El propagandístico, por su parte, busca convencer sobre las ventajas de hacer o comprar algo, votar por alguien o en contra de algo. Se basa en estudios psicológicos, sociológicos, neurológicos, etc., sobre cómo funciona la mente. Su lenguaje es simple, enfático, impactante, pegajoso; emplea imágenes potentes, coloridas, atractivas, para activar el deseo de posesión, el morbo, miedo o repudio hacia la competencia o el adversario. En este género, no importa tanto si lo que se enuncia es verdad o no; sólo importa que el efecto sirva a los intereses del transmisor. So pretexto de “libertad de expresión” y con tal de ganar un pleito, un cargo, un negocio..., (especialmente en el régimen neoliberal), “todo se vale”: deformaciones, ocultamientos y manipulaciones…
Muchas veces, de modo inconsciente, somos también responsables de la desinformación actual.
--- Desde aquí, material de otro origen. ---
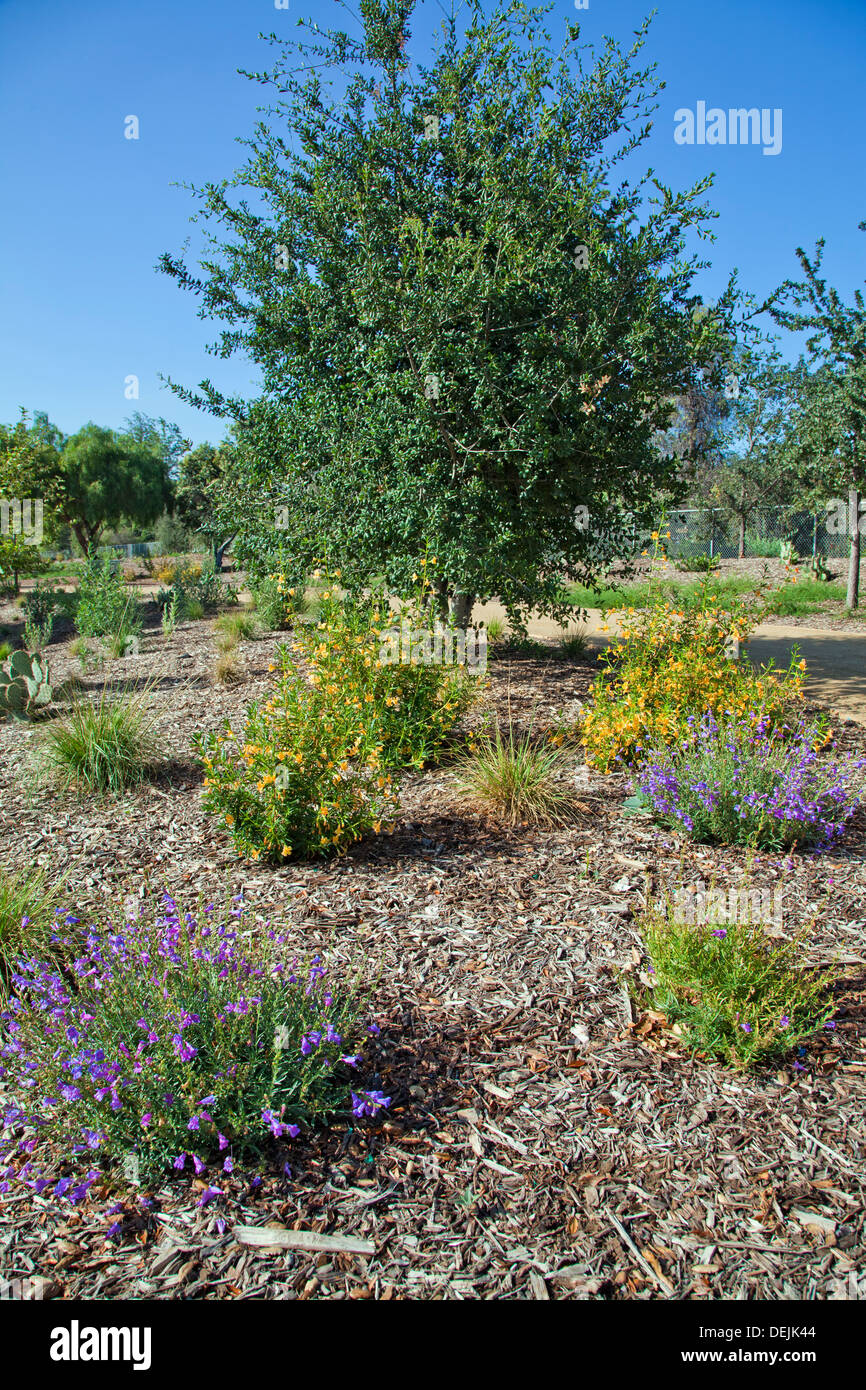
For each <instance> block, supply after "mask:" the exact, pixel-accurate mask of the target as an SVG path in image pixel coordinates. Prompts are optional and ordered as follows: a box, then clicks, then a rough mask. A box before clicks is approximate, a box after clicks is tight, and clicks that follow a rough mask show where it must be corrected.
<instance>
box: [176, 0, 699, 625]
mask: <svg viewBox="0 0 866 1390" xmlns="http://www.w3.org/2000/svg"><path fill="white" fill-rule="evenodd" d="M343 8H345V10H346V13H348V14H350V8H349V7H348V6H345V7H343ZM550 8H552V6H549V4H548V6H544V7H541V8H532V7H525V6H523V4H520V3H507V0H506V3H503V4H500V6H498V7H496V8H495V10H493V11H492V13H491V14H489V15H485V14H484V11H482V7H481V4H480V3H478V0H470V4H468V6H464V7H463V14H464V15H466V14H467V15H468V18H467V19H466V22H464V24H463V26H461V28H459V25H457V17H456V14H455V13H453V11H452V14H450V15H446V18H445V22H443V25H442V36H441V42H439V44H438V49H436V50H435V51H434V54H432V60H431V61H430V63H428V64H427V65H424V64H421V63H417V64H416V63H411V61H410V50H411V21H413V14H414V11H416V0H360V6H359V10H360V26H354V28H352V26H350V29H346V31H321V29H320V28H318V26H317V25H313V26H311V32H309V36H306V38H302V39H300V40H299V42H292V43H289V42H285V40H279V39H277V38H275V36H271V38H270V42H271V43H272V44H274V47H275V50H277V58H275V64H274V67H272V68H271V70H270V71H263V72H253V74H247V76H250V78H253V79H254V81H256V82H259V83H261V85H263V86H264V88H267V89H270V92H271V95H272V103H271V106H270V107H268V108H267V110H265V113H264V115H263V120H261V121H260V124H259V125H257V126H256V131H254V133H253V136H252V138H250V139H249V140H247V142H246V143H247V146H249V152H250V153H249V160H247V163H246V165H245V167H243V168H242V170H239V171H238V174H236V175H235V178H234V179H231V181H228V182H222V183H209V185H206V186H204V188H200V189H196V190H195V193H196V196H197V200H199V203H200V213H199V217H197V220H199V222H200V224H202V225H203V228H204V235H206V250H204V252H203V253H202V257H203V259H202V260H200V267H199V268H195V267H193V268H190V267H189V265H188V264H186V261H185V259H183V257H174V256H171V254H165V256H163V259H161V268H163V270H164V271H165V272H167V274H170V275H172V277H175V278H177V281H178V284H179V285H181V286H182V288H185V289H188V291H190V292H192V293H193V295H195V296H196V297H197V299H199V302H200V314H202V317H204V318H213V320H215V321H218V322H221V325H222V327H221V332H220V336H218V339H217V342H214V343H213V345H211V350H213V352H214V353H215V354H217V356H221V357H225V356H228V354H231V353H234V352H243V353H246V354H247V357H249V359H250V360H252V361H253V363H254V364H256V366H257V367H259V370H260V374H261V381H263V393H261V398H260V399H259V400H257V402H256V403H254V404H253V406H250V404H249V403H245V402H240V400H238V399H227V398H224V396H222V395H221V392H220V391H218V389H217V388H215V386H214V385H213V382H211V381H204V382H202V384H200V385H199V388H197V391H190V389H189V388H186V386H183V385H178V384H172V388H174V389H175V391H178V393H179V395H181V396H182V399H186V400H188V402H192V403H195V404H199V406H202V407H206V409H210V410H213V411H214V413H217V414H221V416H225V417H239V418H240V420H242V424H243V431H242V446H240V453H242V456H243V459H242V466H243V475H245V478H246V505H245V506H243V507H242V509H239V524H240V525H242V535H240V538H239V545H240V543H243V549H245V553H246V555H249V556H250V557H252V560H250V563H253V562H254V563H259V566H260V567H261V569H267V567H268V566H270V564H272V557H274V555H275V553H277V550H278V549H279V548H281V546H282V549H284V550H288V552H289V553H291V555H292V557H293V563H295V564H296V567H297V569H299V571H300V570H303V569H304V567H306V566H307V564H309V563H313V560H316V559H318V557H321V555H322V550H324V549H325V548H327V550H328V555H329V557H331V559H332V560H334V562H335V563H336V562H339V564H341V567H342V573H343V577H345V582H350V584H352V582H357V584H361V582H366V581H368V580H370V578H371V577H373V575H381V574H384V575H385V580H386V582H388V584H389V585H391V587H392V588H395V589H398V591H400V589H403V588H405V587H407V585H409V584H410V582H411V575H413V573H414V571H416V569H417V564H418V557H420V556H423V555H428V556H430V559H431V566H434V573H435V574H436V575H438V580H436V588H438V594H439V602H441V605H442V609H446V607H449V606H450V609H452V612H453V613H455V616H456V619H457V621H463V620H464V619H466V617H467V614H468V612H471V605H473V599H474V598H487V596H491V595H493V594H498V595H499V596H500V598H502V600H503V602H505V605H506V607H507V610H509V613H510V614H512V617H513V620H514V621H521V620H523V619H524V617H525V614H527V613H528V610H530V609H531V607H532V606H537V607H544V609H546V610H549V612H552V613H564V612H566V610H567V609H566V605H564V602H563V582H564V581H566V580H571V578H575V580H581V578H582V580H587V578H589V577H591V575H594V574H595V573H598V570H599V569H603V567H606V566H607V564H609V563H610V560H613V557H616V556H619V555H621V553H623V552H624V550H626V549H631V548H632V546H634V542H635V537H637V534H638V532H639V528H641V527H649V525H651V524H652V520H653V517H655V513H656V509H657V505H659V496H660V495H663V493H664V492H666V489H667V491H670V489H671V488H673V486H674V485H676V481H677V460H676V459H674V457H671V456H667V455H664V453H659V450H657V448H656V446H655V441H656V436H657V434H659V431H663V430H664V428H666V425H667V424H669V420H670V413H671V407H670V400H671V398H674V396H678V395H681V393H683V392H684V391H687V389H688V385H689V381H691V379H692V377H694V373H695V370H696V368H698V366H699V361H701V354H702V353H703V354H705V357H706V360H712V357H713V338H714V336H717V334H716V329H714V328H710V327H708V325H706V324H696V322H695V321H694V320H692V310H694V307H695V304H696V299H698V296H696V295H695V293H694V292H692V279H694V275H695V272H696V270H698V268H699V267H701V265H702V264H705V263H702V261H699V260H698V259H696V256H695V254H689V252H688V246H687V242H688V236H689V234H692V232H694V234H696V235H698V236H706V235H709V231H708V222H709V218H710V215H712V214H710V213H709V211H708V208H706V206H705V204H703V203H702V197H703V193H705V192H706V189H708V188H709V186H710V183H712V177H708V178H705V179H702V181H701V182H699V183H696V185H695V188H692V189H691V190H688V192H674V190H673V189H670V188H666V186H663V185H662V183H660V182H659V181H657V179H656V177H655V174H653V171H652V170H649V171H648V172H646V174H645V175H644V177H639V178H638V179H637V181H635V182H630V181H628V178H627V177H626V175H624V171H623V168H621V165H623V161H626V160H627V158H630V157H632V156H634V154H635V152H637V150H638V149H639V146H641V145H642V143H644V140H645V139H646V138H648V135H649V129H651V124H652V121H651V118H652V113H653V110H655V108H656V100H655V99H656V96H657V93H659V90H660V88H662V86H663V83H660V82H659V81H657V78H656V74H655V68H653V67H648V68H641V67H639V65H638V58H639V53H641V49H642V46H644V42H645V33H646V24H644V25H642V26H641V29H639V31H638V33H637V36H635V42H634V44H632V46H631V47H628V49H626V50H623V49H621V47H620V46H619V44H617V43H616V42H614V40H612V39H607V40H605V43H603V44H602V46H601V50H599V51H594V53H591V56H588V50H587V46H585V44H584V42H582V40H581V36H580V26H578V25H575V24H571V22H570V21H566V22H564V25H563V36H562V42H560V43H559V46H557V47H555V44H553V40H552V38H550V35H549V33H548V32H546V29H545V22H546V15H548V13H549V11H550ZM724 303H726V302H724V296H723V299H721V300H720V302H719V304H720V306H721V309H723V310H724ZM714 353H716V356H717V343H716V349H714ZM278 518H279V521H278ZM434 562H435V563H434Z"/></svg>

Por eso, vale preguntar (como emisores y receptores de información): ¿qué andamos buscando, (o que busca el otro), al construir, intercambiar o reenviar mensajes en las redes sociales?: ¿buscamos contribuir a comprender mejor lo que sucede?, ¿advertir de un peligro?, ¿denunciar una injusticia?, ¿pedir auxilio?, ¿proponer una mejor solución?, ¿manipular, engañar o embaucar al interlocutor, para salirnos con la nuestra? o ¿satisfacer y contagiar el morbo, por el simple placer que el chisme genera?
¿Qué de lo que decimos viene de prejuicios o falsedades? y ¿qué tanto se basa en argumentos bien fundamentados?; ¿qué consecuencias tienen las cadenas interminables de mensajes que reenviamos?
Pareciera que hoy, preguntas como éstas pueden hacer la diferencia entre la vida y la muerte.